April is spring and more importantly it is the season of Easter. This is the time we celebrate new life and the new life given through the resurrection of Jesus Christ. We see grass, plants, and trees blossoming as they waken from their sleep. And as part of this season of resurrection, I want to share some connections with marriage. 

One of the most “revolutionary” ideas in my book, Revolutionary Marriage, was the idea that resurrection is part of marriage. 

Marriages unfortunately experience death. Not only do partners die, we grow apart. We injure each other and even kill the marriage through divorce. 

But I suggested a primary goal for marriage was to bring new life – resurrection. The most obvious way this occurs is through conception and childbirth. But spouses also bring new life to each other by our actions and how we live together. In this blog I am wanting to identify some specific ways you can bring resurrected new life to your spouse. 

In my book I wrote the following: 
I have often struggled with those marriage retreat weekends that seem to offer quick fixes for marriages. Their recommended solutions present often illusory experiences that offer emotional highs but don’t resolve the underlying disconnection and relationship decay. They too often feed the myth that excitement and joy are signposts of a successful and vibrant marriage. For example, most retreats suggest the importance of regular date nights. I support that idea, but too often they are superficial acts that cover over a lack of grace and goodwill in the marriage. Date nights are nice, but the small and ordinary acts of grace will keep love alive.
The veneer of financial success, great vacations, and well-behaved children can be very thin. It does not help the husband and wife who are celebrating their 25th anniversary, but haven’t slept in the same room for 10 years. Wives promote the success of their children, but secretly resent their husband and his work. Husbands earn sales awards and build huge retirement funds, while having no desire to share retirement years with their wives.

Those examples are marriages where the interior of the relationship is rotten and dying. Our goal in marriage needs to develop a rich, fertile and vibrant interior of the relationship. It is from that space each partner can grow and flourish. 

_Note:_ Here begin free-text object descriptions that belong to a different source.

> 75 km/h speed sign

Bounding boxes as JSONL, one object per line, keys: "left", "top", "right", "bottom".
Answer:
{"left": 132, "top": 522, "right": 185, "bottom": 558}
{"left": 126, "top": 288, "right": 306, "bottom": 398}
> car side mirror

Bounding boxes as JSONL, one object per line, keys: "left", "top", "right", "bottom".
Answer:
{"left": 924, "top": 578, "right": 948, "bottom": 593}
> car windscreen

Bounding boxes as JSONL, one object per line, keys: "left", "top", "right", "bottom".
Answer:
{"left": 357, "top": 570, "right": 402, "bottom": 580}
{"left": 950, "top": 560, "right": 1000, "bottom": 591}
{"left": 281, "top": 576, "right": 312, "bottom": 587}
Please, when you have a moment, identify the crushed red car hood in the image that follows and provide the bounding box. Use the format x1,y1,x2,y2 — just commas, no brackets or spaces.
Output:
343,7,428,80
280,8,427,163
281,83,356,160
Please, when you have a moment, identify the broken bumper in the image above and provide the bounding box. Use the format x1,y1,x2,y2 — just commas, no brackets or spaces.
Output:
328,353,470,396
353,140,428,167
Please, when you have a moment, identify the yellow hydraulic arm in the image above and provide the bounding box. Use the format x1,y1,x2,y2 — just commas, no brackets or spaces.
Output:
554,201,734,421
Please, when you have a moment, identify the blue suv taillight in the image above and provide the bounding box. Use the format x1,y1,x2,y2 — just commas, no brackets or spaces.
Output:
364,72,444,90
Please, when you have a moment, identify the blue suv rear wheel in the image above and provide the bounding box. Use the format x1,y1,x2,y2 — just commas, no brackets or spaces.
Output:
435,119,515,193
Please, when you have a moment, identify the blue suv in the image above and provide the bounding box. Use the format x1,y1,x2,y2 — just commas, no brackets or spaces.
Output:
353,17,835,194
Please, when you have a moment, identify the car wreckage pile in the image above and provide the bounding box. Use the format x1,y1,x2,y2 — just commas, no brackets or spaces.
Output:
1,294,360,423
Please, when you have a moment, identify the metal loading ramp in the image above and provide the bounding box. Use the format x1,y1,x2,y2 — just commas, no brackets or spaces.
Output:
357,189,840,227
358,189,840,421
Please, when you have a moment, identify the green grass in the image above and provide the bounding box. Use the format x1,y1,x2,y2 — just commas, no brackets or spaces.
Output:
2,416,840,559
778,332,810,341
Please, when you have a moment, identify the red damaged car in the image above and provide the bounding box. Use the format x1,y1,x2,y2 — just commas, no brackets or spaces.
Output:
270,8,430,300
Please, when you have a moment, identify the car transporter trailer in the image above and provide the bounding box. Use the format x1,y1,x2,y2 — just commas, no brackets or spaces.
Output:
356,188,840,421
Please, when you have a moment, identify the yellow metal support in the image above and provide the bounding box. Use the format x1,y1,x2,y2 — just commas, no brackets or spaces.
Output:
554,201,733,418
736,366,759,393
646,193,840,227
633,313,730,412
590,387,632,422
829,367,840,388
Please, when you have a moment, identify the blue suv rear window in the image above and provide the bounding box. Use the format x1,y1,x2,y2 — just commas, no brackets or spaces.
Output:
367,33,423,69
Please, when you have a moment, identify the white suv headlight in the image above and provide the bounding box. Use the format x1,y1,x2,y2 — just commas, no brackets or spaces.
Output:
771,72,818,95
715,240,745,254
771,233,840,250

Today I want to recommend four ways to bring new life into your marriage and your spouse. 

  • Speak words of life.

I address this topic in Revolutionary Marriage. The wisdom of Proverbs tells us that “the tongue can bring life or death”, Proverbs 18:21. Or in Proverbs 15:4a, “The words of the godly are a life giving fountain.” Your words either brings life to your spouse or in the worst of circumstances your can speak death. Our words are powerful and we should be careful with them. Above all we should avoid criticism. Let’s spend far less time correcting each other pointing out what we did wrong. We should validate. We should compliment, and speak words of admiration to our spouse. We need to express our gratitude for our spouse’s gifts (skills). Our spoken thankfulness is like watering the garden of our spouses spirit. 

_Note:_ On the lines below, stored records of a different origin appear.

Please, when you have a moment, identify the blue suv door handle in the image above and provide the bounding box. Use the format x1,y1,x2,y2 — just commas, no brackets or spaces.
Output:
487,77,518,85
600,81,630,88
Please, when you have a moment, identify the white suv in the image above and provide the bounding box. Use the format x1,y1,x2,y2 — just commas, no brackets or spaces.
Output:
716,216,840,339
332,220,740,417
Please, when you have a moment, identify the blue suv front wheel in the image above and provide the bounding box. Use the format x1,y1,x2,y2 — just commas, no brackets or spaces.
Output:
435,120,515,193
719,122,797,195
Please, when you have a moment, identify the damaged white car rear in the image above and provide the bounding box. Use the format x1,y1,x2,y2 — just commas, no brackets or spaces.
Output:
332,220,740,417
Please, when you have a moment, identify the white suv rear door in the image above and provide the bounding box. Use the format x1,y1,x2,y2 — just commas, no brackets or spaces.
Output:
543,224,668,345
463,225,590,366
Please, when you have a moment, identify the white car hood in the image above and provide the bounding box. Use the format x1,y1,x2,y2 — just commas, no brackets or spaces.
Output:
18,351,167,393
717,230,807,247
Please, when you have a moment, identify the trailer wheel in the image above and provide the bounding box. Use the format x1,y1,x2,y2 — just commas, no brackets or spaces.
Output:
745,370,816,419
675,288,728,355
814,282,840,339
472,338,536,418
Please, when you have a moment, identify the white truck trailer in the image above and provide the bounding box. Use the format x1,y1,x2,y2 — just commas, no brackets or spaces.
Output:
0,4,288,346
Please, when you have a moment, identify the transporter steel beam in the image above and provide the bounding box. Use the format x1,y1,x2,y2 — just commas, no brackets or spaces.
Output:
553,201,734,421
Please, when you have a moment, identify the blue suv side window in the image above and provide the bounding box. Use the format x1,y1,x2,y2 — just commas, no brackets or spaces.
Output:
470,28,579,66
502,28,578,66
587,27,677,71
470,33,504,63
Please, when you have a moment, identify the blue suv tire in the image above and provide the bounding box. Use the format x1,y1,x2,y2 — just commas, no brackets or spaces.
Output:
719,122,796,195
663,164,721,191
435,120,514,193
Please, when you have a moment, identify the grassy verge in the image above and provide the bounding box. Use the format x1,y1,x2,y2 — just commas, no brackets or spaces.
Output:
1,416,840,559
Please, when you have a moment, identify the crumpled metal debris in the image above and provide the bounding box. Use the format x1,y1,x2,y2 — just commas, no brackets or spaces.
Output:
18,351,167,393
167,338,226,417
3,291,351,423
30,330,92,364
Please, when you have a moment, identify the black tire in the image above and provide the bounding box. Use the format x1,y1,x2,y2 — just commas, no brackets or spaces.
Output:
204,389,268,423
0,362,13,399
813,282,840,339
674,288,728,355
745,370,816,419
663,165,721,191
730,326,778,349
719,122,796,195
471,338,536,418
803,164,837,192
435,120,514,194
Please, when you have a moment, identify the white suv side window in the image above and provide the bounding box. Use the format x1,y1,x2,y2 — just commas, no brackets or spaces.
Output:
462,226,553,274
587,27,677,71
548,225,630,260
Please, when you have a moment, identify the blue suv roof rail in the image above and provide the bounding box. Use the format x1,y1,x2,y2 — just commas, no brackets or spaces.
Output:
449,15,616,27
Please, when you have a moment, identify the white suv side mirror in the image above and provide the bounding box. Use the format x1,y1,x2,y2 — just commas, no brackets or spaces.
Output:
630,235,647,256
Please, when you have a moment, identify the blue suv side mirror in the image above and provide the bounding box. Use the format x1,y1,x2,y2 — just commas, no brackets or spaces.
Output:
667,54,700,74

  • Listen in ways that makes your spouse feel understood.

Listening empathically is a core ingredient of intimacy and connection in relationships. From a mechanical standpoint this means being able to parrot or repeat what our spouse says. This is a good start but it will never be enough. Listening must be a matter of our heart where we give ourselves over to hearing what our partner is saying. It means putting aside your own personal agenda. It means hearing and accepting your spouse’s feelings even if you don’t agree. It means asking them questions so you can expand your understanding. You should have a heart of curiosity. It means hearing what is not being said and reading between the lines. It means connecting with something in your own experience that shows you can identify with what they are describing. There are so many tools and ideas for being a more empathic listener. Google “empathic listening” and find a few articles. They will all be of help. This is the fertilizer that sustains healthy growth.

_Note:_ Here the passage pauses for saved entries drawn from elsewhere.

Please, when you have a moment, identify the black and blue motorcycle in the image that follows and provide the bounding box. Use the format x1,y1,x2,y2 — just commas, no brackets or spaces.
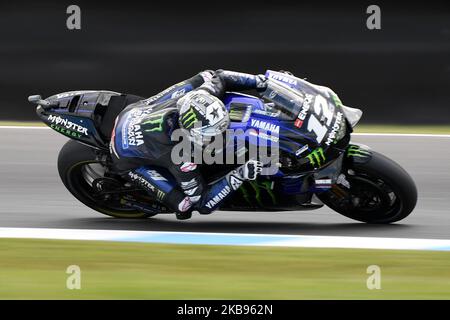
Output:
29,70,417,223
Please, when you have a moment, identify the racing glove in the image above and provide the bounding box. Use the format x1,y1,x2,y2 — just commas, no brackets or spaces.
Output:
237,159,263,181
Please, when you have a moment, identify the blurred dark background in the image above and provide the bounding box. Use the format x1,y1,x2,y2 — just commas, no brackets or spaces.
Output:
0,1,449,124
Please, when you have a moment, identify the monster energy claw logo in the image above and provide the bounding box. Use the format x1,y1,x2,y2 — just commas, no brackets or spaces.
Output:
331,93,343,108
347,145,371,158
239,180,277,207
181,107,198,129
307,147,326,167
142,114,164,132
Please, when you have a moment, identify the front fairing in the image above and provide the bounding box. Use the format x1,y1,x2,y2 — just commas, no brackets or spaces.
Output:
259,72,351,169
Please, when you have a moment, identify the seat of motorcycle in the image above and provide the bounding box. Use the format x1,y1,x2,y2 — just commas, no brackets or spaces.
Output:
99,94,145,140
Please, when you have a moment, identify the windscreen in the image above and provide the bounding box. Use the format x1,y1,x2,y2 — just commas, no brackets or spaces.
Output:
260,79,304,121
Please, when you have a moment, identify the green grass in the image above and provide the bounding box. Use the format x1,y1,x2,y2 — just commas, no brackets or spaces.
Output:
0,121,46,127
1,121,449,134
0,238,449,299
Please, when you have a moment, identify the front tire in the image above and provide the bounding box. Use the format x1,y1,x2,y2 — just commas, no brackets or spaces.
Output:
58,140,155,218
318,150,417,223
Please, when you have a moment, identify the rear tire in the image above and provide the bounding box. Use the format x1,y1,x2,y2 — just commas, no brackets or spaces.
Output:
318,151,417,223
58,140,156,218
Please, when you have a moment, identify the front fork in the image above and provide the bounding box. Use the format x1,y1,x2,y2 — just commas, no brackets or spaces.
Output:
311,143,372,195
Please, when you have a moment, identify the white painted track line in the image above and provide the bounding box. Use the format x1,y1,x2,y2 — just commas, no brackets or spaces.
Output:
1,228,450,251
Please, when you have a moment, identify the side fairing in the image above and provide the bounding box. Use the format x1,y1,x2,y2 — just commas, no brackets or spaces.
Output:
224,84,349,171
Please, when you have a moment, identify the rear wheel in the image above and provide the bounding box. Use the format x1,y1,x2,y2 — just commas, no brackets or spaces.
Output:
317,151,417,223
58,140,157,218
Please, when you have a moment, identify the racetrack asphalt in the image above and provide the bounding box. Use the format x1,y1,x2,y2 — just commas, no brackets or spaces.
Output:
0,128,449,239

  • Serve them in small sacrifices.

We want to do the big stuff in marriage that makes the big splash. Fancy dates, big vacations, and extravagant gifts. But a happy marriage is not built on these things. If you are hoping for more of these things to make you happy, your are setting yourself up for disappointment. Because the thrill will be so short lived and it will never be enough. You need to find joy in providing and receiving the small sacrifices. What little chores can you do to help around the house? Can you take care of bath time? Can you be the one to get up and do night time feedings? Can you fix that broken appliance that you promised to take care of six months ago? It is doing these little things, without looking for rewards that brings life to marriage. These things are the seeds of new growth.

  • Eliminate contempt from your marriage.

I mention this idea in Revolutionary Marriage. But I speak at length about this topic in my marriage conference for couples (It is available online here). Contempt according to Dr.’s John and Julie Gottman, is “fueled by long-simmering negative thoughts about one’s partner, and it arises in the form of an attack on someone’s sense of self. Contempt, simply put, says, ‘I’m better than you. And you are lesser than me.'” Contempt is fatal assault on the identity of your spouse. Contempt has no place in marriage. Expressing contempt is committing an evil against your partner. Why? Because you are denying their image bearing goodness. Love builds up – it never tears down. You will bring life to your spouse when you help them be their best image representation of Christ. Encourage and support them in this endeavor. This is the process of pruning for fruitful growth. It must be done with tenderness and love. Contempt condemns the plant as worthless. Love prunes the plant to produce its life-giving best.